Have you ever wondered what foreigners spend their money on while visiting the United States or what Americans buy while overseas? BEA is often asked for this information, but until recently, didn’t have the means to fully respond. So, we embarked on a research project aimed at finding the answers.
BEA put its estimates of consumer spending under the microscope to try to identify differences in spending by foreign visitors and U.S. residents for the various goods and services consumed in the United States as well as to gain a better understanding of how U.S. residents spend their money when traveling abroad.
Recently released tables that cover 2002 to 2008 show that foreign visitors in the United States spent almost a fifth of their foreign travel money on lodging services, another fifth on restaurant meals and beverages, and slightly more than a fifth on nondurable goods, which include food and beverages purchased from grocery stores, clothing and footwear, and gasoline.
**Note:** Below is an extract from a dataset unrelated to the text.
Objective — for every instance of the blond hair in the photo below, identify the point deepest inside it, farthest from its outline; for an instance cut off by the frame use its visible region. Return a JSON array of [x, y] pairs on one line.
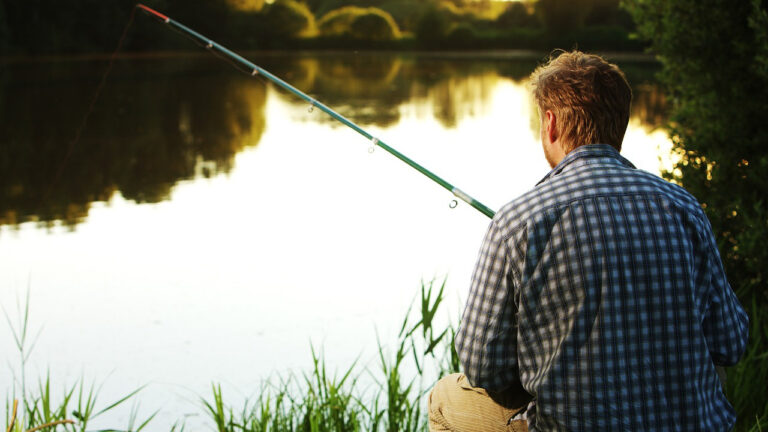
[[589, 97]]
The results also show that overall, foreigners spent more in the United States than U.S. residents spent abroad, resulting in a trade surplus on travel-related goods and services.
BEA knew that both foreigners in the United States and Americans abroad purchase things like airfares, hotels, clothing, jewelry, restaurant meals, and entertainment, as well as education and medical treatments. However, the source data used to estimate consumer spending are based mostly on revenue reported by businesses in the United States and do not allow us to easily identify whether their customers are U.S. residents or foreign visitors. This is particularly important because BEA measures consumer spending by foreigners visiting the United States and includes spending by U.S. residents traveling abroad. Thanks to the newly available estimates, BEA is now able to show these breakouts.